Par l’application de cette méthode classique mais rappelée, la Cour de justice fournit un raisonnement méthodique, construisant sa solution au regard du contexte de la mise en place du mandat d’arrêt européen, puis éprouvant cette solution au regard de l’économie générale du mécanisme du mandat d’arrêt européen et au-delà du principe de reconnaissance mutuelle. La Cour en vient donc à confirmer le maintien des obligations de l’Etat d’exécution même en cas de dépassement des délais. Du point de vue des Etats, cette décision est parfaitement logique. En effet elle permet d’assurer toute son efficacité au mécanisme du mandat d’arrêt européen, le distinguant toujours plus du mécanisme connu en droit international général de l’extradition. Elle permet également d’éviter des manœuvres dilatoires des Etats qui pourraient être tentés de faire allonger la procédure pour éviter d’avoir à répondre, ou même des personnes recherchées qui pourraient trouver là le moyen d’échapper au mandat d’arrêt européen. C’est ce que souligne bien la Cour en opérant un « test » de sa réponse à différentes situations[10]. Cette décision est enfin logique dans la mesure où les juridictions d’exécutions du mandat d’arrêt européen ont à traiter des questions particulièrement sensibles dans un délai très court, le maintien des obligations de l’Etat d’exécution est ainsi la reconnaissance de l’importance de la question. Mais on peut se demander alors quelle est la valeur du délai prévu à l’article 17 puisque de toute évidence celui-ci peut être dépassé globalement sans préjudice par l’Etat d’exécution, ce qui est peut-être la porte ouverte à l’allongement du délai d’exécution du mandat d’arrêt européen …
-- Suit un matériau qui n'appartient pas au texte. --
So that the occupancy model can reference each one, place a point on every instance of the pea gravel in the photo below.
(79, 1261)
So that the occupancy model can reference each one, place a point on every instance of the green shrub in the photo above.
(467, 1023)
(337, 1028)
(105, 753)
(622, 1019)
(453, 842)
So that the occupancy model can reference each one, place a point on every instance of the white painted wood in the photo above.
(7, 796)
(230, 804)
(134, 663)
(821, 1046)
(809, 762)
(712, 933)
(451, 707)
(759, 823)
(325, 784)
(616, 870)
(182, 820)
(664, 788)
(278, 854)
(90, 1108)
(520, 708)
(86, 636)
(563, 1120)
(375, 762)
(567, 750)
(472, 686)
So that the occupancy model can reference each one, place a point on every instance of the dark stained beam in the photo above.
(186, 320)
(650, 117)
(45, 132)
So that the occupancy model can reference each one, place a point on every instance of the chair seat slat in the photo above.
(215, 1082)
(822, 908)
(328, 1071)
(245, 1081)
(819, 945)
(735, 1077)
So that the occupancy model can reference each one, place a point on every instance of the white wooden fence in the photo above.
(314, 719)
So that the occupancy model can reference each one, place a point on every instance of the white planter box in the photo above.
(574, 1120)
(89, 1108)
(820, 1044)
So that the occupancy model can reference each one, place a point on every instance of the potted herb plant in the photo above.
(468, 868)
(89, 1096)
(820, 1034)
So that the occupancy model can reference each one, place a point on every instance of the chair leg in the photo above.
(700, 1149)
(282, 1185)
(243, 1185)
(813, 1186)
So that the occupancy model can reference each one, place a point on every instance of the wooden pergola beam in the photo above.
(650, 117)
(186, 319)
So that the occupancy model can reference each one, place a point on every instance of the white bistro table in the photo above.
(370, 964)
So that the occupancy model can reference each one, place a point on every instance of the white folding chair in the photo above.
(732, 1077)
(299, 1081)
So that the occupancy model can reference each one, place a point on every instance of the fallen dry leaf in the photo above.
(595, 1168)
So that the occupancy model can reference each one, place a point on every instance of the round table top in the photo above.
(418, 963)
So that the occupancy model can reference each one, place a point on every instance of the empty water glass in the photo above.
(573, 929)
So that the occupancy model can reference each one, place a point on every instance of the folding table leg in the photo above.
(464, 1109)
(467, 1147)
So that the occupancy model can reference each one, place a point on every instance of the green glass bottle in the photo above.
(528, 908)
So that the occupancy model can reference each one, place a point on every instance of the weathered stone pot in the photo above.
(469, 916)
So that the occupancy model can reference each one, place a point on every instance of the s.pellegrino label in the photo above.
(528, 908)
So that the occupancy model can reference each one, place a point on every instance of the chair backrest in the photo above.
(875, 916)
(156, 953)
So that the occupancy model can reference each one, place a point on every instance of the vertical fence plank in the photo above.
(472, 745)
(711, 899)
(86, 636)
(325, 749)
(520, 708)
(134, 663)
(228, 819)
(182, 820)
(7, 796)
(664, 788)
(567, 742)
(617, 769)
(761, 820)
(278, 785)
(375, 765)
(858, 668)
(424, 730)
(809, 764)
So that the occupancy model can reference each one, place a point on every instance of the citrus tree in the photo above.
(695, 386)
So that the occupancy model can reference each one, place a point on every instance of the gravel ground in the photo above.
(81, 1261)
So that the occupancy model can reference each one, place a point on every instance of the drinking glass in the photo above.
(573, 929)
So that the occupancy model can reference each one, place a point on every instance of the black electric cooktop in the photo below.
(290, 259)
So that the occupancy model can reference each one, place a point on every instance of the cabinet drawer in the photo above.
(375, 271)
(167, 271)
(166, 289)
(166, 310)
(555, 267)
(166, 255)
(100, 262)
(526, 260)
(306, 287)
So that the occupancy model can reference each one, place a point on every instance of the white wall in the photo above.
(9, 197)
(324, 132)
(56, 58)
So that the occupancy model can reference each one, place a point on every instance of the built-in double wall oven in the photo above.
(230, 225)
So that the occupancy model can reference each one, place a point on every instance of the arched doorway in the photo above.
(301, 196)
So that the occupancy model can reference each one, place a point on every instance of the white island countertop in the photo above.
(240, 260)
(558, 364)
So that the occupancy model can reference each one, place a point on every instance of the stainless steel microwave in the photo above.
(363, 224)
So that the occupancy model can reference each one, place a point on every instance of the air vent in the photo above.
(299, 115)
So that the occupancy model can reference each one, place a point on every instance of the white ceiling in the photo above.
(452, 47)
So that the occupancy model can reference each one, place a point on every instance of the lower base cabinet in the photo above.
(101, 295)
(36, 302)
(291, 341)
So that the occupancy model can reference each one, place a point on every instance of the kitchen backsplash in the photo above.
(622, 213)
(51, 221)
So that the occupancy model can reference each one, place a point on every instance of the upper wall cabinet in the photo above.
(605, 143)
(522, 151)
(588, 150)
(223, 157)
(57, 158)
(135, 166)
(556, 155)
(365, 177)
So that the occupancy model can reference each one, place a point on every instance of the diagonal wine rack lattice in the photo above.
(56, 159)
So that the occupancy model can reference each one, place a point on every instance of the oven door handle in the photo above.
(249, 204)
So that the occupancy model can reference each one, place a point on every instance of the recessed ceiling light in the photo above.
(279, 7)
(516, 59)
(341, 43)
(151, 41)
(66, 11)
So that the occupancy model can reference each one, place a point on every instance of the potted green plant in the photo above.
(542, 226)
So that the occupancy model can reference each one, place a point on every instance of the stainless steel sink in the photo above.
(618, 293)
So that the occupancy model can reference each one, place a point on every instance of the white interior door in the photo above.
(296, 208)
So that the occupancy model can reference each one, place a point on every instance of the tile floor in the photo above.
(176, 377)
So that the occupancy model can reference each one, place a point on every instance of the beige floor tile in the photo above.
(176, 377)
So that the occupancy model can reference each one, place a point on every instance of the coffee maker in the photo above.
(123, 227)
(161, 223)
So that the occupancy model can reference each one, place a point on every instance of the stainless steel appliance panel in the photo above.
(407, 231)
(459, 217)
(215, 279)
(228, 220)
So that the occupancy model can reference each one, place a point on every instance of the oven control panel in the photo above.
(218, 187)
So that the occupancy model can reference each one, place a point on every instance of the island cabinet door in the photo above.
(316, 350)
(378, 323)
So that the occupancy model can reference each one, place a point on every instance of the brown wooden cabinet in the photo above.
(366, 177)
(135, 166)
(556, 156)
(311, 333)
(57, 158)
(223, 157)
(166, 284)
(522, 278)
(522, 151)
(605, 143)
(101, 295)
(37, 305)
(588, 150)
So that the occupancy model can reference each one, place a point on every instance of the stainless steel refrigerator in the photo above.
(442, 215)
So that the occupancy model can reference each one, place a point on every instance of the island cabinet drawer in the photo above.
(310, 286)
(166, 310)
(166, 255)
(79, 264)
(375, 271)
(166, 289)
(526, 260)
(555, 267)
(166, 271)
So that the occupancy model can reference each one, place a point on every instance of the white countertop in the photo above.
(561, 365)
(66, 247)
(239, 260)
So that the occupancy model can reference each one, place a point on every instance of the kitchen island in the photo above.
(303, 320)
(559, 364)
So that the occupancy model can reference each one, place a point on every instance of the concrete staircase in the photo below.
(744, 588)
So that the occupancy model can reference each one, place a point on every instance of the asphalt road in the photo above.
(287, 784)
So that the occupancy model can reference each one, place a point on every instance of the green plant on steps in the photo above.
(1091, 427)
Si cette décision à l’endroit des Etats est particulièrement logique et pouvait être attendue, l’inverse étant en fait absurde, il n’en demeure pas moins que cette décision pouvait sembler critiquable du point du vue de la personne détenue, ce que la Cour va préciser.

II. La conciliation nécessaire de l’effectivité du MAE avec les droits fondamentaux de la personne recherchée

Une fois la décision prise à l’endroit des Etats, assurant l’effectivité du mécanisme du mandat d’arrêt européen, il convenait que la Cour se penche sur le sort de la personne recherchée, et généralement détenue. Comme le relève l’avocat général, sont en jeu l’article 6 de la Charte des droits fondamentaux de l’Union européenne et l’article 5§4 de la Convention de sauvegarde des droits de l’Homme et des libertés fondamentales. Ainsi, après avoir assuré l’effectivité du mandat d’arrêt européen, la Cour se retrouve à devoir assurer la conformité du mandat d’arrêt européen au regard des droits et libertés fondamentaux.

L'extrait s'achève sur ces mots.